Viaggio lungo le rive del LambroNell’aria un forte odore di fogna

Legambiente su Lombarda Petroli«Sistema penale troppo lento»

Monza – Dopo l’onda nera, l’olezzo di fogna. Il Lambro imputridisce nel proprio letto sotto gli occhi indifferenti della civiltà e con lui l’ecosistema di flora e fauna, che si aggrappa disperatamente alle sue rive seguendo un istinto di sopravvivenza che appare ormai un inutile sforzo quotidiano. Non è stato solamente il gasolio della Lombarda Petroli. La cancrena – è evidente – è iniziata da decenni: il petrolio è stato soltanto il colpo di grazia. Nell’ansa del fiume tra Monza, Brugherio e San Maurizio al Lambro due germani reali risalgono una corrente torbida: lì l’acqua del collettore, in questi giorni e per altre tre settimane senza filtro, si getta nel Lambro.
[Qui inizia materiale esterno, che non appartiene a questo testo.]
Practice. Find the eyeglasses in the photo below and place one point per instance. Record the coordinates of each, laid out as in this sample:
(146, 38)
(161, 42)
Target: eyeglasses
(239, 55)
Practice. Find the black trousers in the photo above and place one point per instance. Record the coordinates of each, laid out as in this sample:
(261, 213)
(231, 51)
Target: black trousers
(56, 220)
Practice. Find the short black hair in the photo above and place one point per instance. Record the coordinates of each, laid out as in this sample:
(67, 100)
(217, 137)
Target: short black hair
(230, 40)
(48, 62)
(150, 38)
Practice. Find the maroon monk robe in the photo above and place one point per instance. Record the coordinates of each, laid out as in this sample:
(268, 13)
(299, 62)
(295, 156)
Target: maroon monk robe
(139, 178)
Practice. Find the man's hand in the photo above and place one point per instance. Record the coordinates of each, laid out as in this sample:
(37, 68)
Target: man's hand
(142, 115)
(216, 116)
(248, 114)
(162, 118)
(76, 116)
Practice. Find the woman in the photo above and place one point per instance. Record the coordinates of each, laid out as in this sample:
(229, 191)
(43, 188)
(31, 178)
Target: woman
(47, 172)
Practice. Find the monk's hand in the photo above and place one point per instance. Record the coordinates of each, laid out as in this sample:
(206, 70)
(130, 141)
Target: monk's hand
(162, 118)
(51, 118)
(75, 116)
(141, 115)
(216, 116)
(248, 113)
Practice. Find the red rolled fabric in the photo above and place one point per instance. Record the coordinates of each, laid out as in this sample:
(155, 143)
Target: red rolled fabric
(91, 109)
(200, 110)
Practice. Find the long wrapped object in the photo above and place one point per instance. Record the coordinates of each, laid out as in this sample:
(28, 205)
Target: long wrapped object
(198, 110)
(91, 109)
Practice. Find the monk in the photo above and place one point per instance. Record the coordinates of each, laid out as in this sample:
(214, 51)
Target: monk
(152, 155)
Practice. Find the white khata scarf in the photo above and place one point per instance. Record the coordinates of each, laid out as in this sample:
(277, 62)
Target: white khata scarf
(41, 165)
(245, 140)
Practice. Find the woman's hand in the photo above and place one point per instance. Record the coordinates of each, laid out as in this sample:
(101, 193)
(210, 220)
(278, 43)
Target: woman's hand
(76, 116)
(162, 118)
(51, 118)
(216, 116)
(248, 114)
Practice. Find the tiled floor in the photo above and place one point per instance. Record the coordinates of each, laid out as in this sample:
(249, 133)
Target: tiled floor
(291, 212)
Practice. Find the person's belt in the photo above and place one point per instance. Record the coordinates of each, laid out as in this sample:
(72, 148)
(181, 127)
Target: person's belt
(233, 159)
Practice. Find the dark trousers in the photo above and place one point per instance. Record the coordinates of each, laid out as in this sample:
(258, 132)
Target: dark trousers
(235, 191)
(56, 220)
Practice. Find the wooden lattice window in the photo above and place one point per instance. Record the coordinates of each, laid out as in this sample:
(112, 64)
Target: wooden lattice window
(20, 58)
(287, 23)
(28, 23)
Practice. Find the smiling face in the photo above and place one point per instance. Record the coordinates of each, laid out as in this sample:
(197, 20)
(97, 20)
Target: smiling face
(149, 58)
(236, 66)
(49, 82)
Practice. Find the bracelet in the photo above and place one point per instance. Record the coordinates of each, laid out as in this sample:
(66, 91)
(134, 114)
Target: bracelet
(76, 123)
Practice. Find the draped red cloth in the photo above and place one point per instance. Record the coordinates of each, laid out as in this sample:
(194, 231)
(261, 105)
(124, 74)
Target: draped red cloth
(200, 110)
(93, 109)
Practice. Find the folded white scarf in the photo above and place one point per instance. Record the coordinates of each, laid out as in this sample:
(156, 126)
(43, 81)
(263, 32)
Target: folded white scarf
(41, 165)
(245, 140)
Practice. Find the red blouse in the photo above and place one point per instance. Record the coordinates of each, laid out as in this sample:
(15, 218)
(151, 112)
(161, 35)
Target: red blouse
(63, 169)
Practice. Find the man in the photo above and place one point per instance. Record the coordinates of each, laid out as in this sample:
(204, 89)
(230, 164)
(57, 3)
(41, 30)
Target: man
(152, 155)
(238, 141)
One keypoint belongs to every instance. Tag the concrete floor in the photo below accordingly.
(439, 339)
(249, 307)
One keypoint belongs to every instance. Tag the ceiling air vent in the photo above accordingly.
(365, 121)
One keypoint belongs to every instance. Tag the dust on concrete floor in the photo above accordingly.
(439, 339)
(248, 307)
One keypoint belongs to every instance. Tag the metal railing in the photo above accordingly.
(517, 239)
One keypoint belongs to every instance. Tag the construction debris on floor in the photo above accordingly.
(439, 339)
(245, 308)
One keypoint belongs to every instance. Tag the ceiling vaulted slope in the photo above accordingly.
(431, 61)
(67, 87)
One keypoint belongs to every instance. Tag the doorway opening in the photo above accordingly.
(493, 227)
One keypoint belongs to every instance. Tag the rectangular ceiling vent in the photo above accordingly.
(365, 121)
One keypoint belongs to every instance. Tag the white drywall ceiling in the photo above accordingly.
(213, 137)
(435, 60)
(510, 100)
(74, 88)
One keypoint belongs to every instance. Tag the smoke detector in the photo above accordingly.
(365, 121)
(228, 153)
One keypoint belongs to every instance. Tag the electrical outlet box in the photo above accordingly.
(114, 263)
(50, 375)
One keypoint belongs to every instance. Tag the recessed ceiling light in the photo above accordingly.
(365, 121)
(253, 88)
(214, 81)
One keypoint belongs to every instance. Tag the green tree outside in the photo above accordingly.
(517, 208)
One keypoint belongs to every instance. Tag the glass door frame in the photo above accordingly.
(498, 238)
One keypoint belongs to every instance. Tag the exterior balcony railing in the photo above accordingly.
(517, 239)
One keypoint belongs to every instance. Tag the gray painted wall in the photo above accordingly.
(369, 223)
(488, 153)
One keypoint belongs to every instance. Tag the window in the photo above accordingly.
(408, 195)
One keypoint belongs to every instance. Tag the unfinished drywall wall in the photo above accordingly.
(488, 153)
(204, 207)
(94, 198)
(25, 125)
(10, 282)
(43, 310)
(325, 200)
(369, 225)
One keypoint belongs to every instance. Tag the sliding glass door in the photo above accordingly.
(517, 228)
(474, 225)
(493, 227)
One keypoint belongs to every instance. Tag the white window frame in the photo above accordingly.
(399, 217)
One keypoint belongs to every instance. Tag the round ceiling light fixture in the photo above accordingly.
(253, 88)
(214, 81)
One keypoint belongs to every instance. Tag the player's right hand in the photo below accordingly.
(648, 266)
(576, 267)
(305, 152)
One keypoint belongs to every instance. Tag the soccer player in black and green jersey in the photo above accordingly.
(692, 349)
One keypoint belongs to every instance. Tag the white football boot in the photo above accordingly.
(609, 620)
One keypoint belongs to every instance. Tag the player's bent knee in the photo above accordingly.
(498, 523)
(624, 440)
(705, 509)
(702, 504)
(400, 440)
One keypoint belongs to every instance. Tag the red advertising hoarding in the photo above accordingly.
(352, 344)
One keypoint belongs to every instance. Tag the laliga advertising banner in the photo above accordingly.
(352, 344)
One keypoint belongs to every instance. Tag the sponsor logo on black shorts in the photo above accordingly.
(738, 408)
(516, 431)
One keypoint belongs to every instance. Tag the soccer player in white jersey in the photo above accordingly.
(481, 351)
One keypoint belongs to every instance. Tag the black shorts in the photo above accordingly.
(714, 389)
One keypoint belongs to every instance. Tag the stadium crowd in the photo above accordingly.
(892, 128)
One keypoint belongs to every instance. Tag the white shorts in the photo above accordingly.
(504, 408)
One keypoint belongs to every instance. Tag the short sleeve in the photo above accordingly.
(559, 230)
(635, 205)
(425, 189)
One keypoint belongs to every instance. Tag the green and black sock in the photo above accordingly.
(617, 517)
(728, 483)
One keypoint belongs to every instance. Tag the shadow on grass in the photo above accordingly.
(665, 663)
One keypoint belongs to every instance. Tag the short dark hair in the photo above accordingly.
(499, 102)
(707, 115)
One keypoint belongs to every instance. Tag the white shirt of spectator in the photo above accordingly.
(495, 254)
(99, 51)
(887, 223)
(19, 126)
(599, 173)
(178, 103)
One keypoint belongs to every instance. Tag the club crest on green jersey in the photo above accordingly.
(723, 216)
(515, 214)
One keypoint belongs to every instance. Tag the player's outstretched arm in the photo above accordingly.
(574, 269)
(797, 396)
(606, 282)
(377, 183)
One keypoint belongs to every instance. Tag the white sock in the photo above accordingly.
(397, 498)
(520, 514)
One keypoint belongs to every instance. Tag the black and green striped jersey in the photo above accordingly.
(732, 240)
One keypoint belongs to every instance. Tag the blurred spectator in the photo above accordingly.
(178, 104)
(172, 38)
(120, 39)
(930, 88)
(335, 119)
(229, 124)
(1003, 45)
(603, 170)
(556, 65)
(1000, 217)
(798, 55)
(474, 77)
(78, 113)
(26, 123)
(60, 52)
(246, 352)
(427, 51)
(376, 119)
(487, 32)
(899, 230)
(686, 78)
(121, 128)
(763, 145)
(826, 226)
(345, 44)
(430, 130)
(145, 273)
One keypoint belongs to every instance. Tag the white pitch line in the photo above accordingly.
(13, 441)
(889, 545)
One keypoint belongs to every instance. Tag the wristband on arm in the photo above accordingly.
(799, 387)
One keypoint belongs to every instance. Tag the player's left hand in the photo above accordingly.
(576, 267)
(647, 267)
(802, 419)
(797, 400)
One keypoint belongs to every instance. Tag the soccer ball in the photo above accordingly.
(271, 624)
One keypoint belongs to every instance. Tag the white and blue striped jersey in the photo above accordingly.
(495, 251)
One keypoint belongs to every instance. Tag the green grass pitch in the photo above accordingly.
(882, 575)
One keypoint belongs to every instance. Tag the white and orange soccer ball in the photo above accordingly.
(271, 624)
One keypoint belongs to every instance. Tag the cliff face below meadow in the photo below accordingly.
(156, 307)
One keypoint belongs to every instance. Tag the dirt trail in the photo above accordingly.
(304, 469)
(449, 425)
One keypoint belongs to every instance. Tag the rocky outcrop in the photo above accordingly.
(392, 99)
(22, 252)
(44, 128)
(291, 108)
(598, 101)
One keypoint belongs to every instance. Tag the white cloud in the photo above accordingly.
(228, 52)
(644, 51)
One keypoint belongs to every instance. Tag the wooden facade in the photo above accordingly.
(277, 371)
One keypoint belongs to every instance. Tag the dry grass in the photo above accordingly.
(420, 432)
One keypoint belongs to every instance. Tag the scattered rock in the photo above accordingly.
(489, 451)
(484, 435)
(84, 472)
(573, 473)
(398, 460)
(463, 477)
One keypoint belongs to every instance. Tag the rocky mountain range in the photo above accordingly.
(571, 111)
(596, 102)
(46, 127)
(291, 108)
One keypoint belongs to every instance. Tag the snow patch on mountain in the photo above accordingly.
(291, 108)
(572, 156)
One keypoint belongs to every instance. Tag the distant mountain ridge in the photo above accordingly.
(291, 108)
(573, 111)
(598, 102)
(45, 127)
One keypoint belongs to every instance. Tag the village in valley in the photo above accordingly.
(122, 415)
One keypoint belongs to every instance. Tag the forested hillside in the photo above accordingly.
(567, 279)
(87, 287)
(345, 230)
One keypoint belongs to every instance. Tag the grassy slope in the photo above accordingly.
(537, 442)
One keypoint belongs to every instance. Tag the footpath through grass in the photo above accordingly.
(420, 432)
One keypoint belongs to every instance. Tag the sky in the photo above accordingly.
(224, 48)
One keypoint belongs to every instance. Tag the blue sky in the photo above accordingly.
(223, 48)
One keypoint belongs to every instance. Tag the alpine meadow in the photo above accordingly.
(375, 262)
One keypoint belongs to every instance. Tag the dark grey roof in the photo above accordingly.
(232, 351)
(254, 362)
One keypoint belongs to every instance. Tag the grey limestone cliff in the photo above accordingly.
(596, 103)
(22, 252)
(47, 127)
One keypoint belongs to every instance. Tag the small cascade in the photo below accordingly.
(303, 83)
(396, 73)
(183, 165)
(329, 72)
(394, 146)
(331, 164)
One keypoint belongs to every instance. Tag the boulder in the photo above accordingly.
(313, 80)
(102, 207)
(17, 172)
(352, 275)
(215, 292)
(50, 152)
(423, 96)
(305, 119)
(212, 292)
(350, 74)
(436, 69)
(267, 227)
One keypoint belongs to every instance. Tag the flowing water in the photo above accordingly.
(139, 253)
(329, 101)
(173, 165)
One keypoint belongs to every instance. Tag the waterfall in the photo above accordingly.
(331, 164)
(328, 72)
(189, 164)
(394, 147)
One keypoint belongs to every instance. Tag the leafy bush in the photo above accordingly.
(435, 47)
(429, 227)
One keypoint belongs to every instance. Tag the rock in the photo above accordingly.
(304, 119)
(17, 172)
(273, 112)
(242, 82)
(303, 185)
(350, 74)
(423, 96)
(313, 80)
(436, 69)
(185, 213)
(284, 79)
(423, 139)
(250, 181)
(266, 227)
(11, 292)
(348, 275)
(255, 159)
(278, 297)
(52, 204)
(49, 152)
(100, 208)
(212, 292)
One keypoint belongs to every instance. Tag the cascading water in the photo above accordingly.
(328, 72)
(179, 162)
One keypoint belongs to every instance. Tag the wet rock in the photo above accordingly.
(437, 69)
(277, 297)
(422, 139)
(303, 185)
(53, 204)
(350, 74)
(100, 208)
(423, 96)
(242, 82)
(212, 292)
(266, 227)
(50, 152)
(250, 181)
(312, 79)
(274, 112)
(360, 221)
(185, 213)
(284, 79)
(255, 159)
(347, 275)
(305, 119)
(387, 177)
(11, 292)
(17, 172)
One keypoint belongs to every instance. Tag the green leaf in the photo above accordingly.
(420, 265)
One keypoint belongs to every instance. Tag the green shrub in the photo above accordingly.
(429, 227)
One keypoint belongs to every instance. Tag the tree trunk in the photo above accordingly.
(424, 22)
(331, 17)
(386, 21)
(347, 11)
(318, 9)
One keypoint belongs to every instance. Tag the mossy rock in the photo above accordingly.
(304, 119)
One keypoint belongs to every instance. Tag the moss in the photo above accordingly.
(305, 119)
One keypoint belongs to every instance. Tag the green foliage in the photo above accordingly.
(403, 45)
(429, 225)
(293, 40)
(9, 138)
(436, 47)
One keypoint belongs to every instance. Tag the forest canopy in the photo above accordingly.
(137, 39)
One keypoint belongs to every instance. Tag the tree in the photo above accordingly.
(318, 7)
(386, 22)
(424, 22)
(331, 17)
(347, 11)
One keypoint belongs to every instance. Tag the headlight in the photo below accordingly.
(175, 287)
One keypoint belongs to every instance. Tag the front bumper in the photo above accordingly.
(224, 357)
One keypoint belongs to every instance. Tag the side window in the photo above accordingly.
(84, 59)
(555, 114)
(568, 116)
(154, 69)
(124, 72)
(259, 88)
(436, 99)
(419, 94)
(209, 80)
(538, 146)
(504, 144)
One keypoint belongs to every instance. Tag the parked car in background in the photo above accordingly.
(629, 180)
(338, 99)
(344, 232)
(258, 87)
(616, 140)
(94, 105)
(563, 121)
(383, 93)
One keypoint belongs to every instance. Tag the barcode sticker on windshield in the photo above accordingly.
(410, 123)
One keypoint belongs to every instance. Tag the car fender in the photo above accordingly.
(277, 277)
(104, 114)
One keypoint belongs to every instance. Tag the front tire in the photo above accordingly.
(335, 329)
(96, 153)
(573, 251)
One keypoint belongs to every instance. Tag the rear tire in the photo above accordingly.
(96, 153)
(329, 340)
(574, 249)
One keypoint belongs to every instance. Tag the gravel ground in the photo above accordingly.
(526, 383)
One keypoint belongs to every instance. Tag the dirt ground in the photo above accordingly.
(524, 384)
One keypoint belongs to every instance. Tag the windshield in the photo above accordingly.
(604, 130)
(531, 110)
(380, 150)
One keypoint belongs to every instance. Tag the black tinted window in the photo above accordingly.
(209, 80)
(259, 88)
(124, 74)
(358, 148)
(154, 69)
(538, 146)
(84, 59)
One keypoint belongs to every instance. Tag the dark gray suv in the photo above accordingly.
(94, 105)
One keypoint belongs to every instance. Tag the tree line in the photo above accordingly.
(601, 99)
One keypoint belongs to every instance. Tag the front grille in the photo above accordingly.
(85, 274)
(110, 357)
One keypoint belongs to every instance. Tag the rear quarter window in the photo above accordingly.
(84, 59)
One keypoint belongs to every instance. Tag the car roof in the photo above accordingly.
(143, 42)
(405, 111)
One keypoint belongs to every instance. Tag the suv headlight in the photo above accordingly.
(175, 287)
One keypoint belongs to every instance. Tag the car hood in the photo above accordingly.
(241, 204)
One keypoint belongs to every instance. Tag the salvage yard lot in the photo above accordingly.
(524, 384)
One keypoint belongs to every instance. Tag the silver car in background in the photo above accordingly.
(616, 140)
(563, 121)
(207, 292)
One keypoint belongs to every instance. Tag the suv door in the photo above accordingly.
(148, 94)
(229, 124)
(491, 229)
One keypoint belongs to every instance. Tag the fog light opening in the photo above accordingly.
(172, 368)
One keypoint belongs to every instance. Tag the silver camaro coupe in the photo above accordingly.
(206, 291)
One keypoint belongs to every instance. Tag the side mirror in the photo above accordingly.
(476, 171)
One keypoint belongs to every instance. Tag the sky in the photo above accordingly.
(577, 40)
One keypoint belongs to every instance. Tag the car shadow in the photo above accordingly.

L’odore di fogna che esala nell’aria è insopportabile e invade una via sterrata ai margini di ciò che resta di una campagna stuprata dalla provinciale e dai clacson delle auto e dai profili dei capannoni industriali. Il Lambro sembra un estraneo che passa tra le discariche abusive e qualche campo lasciato alla malora. Spazzatura impigliata tra gli sterpi che si arrampicano lungo le sue sponde, immondizia in uno spiazzo poco più in là lungo la stradina sterrata, davanti ad una cancellata arrugginita dove un cartello comunale raccomanda di non gettare la spazzatura fuori dai bidoni. Che non ci sono.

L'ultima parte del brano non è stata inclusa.